Jackson Pollock was an American Painter who like Franz Kline was associated with the abstract expressionism movement. Also like Kline, he was considered to be a gesture painter and is perhaps the most famous exponent of this particular style.
Though they are both considered to be gesture painters, Pollock's approach to composing his works and actual painting technique differed greatly to Kline's. He developed a very particular style known as dripping, where the unstretched canvas was laid on the floor of his studio and the paint was dribbled onto it from a brush or stick. In this way he worked without ever making contact with the painting's surface. Pollock further broke with tradition by using industrial enamels and aluminium paint in his works, as well as the more traditional oil paints.
Much like Rothko, Pollock's paintings were often very large in scale, so when considering them the viewer would feel enveloped by them, losing themselves in the complexity of the delicately interlaced paint trails.

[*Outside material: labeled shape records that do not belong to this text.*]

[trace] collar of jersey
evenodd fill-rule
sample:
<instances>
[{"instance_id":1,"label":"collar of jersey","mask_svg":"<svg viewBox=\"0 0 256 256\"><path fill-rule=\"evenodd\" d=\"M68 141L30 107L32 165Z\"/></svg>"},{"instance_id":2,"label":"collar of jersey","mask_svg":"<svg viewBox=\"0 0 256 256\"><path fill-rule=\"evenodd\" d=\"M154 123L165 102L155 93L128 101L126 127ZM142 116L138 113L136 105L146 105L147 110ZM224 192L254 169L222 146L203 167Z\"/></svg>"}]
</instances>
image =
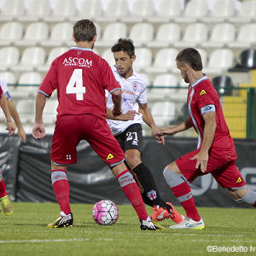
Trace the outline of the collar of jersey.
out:
<instances>
[{"instance_id":1,"label":"collar of jersey","mask_svg":"<svg viewBox=\"0 0 256 256\"><path fill-rule=\"evenodd\" d=\"M125 79L125 80L128 80L128 79L131 79L132 77L136 77L136 76L137 76L137 72L136 72L136 71L134 70L134 68L132 67L132 76L129 77L129 78L126 79L125 79L124 77L122 77L122 76L119 74L119 70L117 69L116 66L113 65L113 67L114 67L115 71L117 72L117 73L118 73L121 78L123 78L123 79Z\"/></svg>"},{"instance_id":2,"label":"collar of jersey","mask_svg":"<svg viewBox=\"0 0 256 256\"><path fill-rule=\"evenodd\" d=\"M81 48L81 47L76 47L76 46L73 46L73 47L71 47L70 49L79 49L79 50L84 50L84 51L93 51L92 49L90 49L90 48Z\"/></svg>"},{"instance_id":3,"label":"collar of jersey","mask_svg":"<svg viewBox=\"0 0 256 256\"><path fill-rule=\"evenodd\" d=\"M204 75L203 77L200 78L198 80L196 80L195 82L194 82L190 86L191 87L195 87L196 84L198 84L199 83L201 83L203 80L208 79L207 75Z\"/></svg>"}]
</instances>

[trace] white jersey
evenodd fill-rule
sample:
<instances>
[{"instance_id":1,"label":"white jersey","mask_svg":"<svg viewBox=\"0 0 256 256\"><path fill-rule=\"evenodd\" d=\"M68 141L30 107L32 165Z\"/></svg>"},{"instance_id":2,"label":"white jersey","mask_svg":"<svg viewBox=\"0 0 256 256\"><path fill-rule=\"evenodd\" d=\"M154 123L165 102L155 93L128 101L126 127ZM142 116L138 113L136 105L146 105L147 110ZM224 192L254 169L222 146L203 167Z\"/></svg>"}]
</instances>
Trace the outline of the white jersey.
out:
<instances>
[{"instance_id":1,"label":"white jersey","mask_svg":"<svg viewBox=\"0 0 256 256\"><path fill-rule=\"evenodd\" d=\"M138 112L141 104L147 103L147 83L145 79L133 70L133 75L125 79L123 78L115 66L111 67L116 80L122 87L122 110L125 113L129 110L135 110ZM112 102L112 96L109 93L107 100L107 108L112 109L113 103ZM133 124L142 124L143 115L141 113L136 114L133 120L118 121L107 119L112 133L116 136L122 133L126 128Z\"/></svg>"}]
</instances>

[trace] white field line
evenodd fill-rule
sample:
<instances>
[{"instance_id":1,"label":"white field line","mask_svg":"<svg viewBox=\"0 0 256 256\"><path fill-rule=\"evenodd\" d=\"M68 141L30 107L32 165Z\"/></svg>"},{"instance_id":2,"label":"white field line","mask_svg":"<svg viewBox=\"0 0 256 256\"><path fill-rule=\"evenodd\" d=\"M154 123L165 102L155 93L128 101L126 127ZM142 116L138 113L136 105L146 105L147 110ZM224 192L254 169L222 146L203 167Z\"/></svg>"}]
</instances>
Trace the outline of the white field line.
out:
<instances>
[{"instance_id":1,"label":"white field line","mask_svg":"<svg viewBox=\"0 0 256 256\"><path fill-rule=\"evenodd\" d=\"M44 240L7 240L7 241L0 241L0 243L18 243L18 242L50 242L50 241L89 241L88 238L84 239L44 239Z\"/></svg>"}]
</instances>

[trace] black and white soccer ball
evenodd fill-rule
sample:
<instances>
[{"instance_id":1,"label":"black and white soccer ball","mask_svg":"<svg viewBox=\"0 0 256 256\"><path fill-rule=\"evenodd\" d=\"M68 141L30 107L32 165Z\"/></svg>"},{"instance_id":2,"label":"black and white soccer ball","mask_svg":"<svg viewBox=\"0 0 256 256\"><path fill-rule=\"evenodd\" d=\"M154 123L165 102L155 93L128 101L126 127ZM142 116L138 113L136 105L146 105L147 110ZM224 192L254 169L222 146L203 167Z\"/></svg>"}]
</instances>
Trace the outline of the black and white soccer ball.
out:
<instances>
[{"instance_id":1,"label":"black and white soccer ball","mask_svg":"<svg viewBox=\"0 0 256 256\"><path fill-rule=\"evenodd\" d=\"M92 217L100 225L112 225L119 219L119 208L110 200L102 200L92 209Z\"/></svg>"}]
</instances>

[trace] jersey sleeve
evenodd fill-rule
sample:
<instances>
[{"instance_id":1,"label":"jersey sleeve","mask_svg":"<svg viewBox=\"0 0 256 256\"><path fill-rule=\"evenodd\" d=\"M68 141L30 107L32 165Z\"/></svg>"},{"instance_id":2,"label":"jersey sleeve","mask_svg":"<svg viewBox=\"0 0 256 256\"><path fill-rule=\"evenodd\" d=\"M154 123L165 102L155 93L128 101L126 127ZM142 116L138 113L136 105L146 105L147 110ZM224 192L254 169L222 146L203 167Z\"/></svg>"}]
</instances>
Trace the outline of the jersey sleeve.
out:
<instances>
[{"instance_id":1,"label":"jersey sleeve","mask_svg":"<svg viewBox=\"0 0 256 256\"><path fill-rule=\"evenodd\" d=\"M104 89L108 90L110 93L112 93L115 90L120 90L121 86L115 79L108 63L105 60L102 61L102 74Z\"/></svg>"},{"instance_id":2,"label":"jersey sleeve","mask_svg":"<svg viewBox=\"0 0 256 256\"><path fill-rule=\"evenodd\" d=\"M46 73L38 91L49 97L58 86L56 61L54 61Z\"/></svg>"},{"instance_id":3,"label":"jersey sleeve","mask_svg":"<svg viewBox=\"0 0 256 256\"><path fill-rule=\"evenodd\" d=\"M137 99L141 104L145 104L148 102L147 99L147 84L146 82L142 83L142 92Z\"/></svg>"},{"instance_id":4,"label":"jersey sleeve","mask_svg":"<svg viewBox=\"0 0 256 256\"><path fill-rule=\"evenodd\" d=\"M201 89L198 90L198 108L201 115L209 112L215 112L215 102L211 90L208 89Z\"/></svg>"},{"instance_id":5,"label":"jersey sleeve","mask_svg":"<svg viewBox=\"0 0 256 256\"><path fill-rule=\"evenodd\" d=\"M1 97L1 98L2 98L3 93L3 90L2 90L2 86L0 86L0 97Z\"/></svg>"}]
</instances>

To work on canvasses of such a large size, Pollock had to literally place himself inside the paintings as he worked, moving all around the canvas as he intuitively, yet very skilfully applied the layers of paint.
When Pollock was working on the canvasses, he didn't see them as having a specific orientation, but treated all areas of the canvas equally. He would only decide which way to hang the painting after it was finished.
Pollock's approach to composition became known as all-over painting, where there was no hierarchy between different areas of the surface and all areas were treated much the same. This is different to approaches that had gone before, where artists created visual elements of varying sizes and shapes in different parts of the painting, to set up interesting tensions and harmonies between them.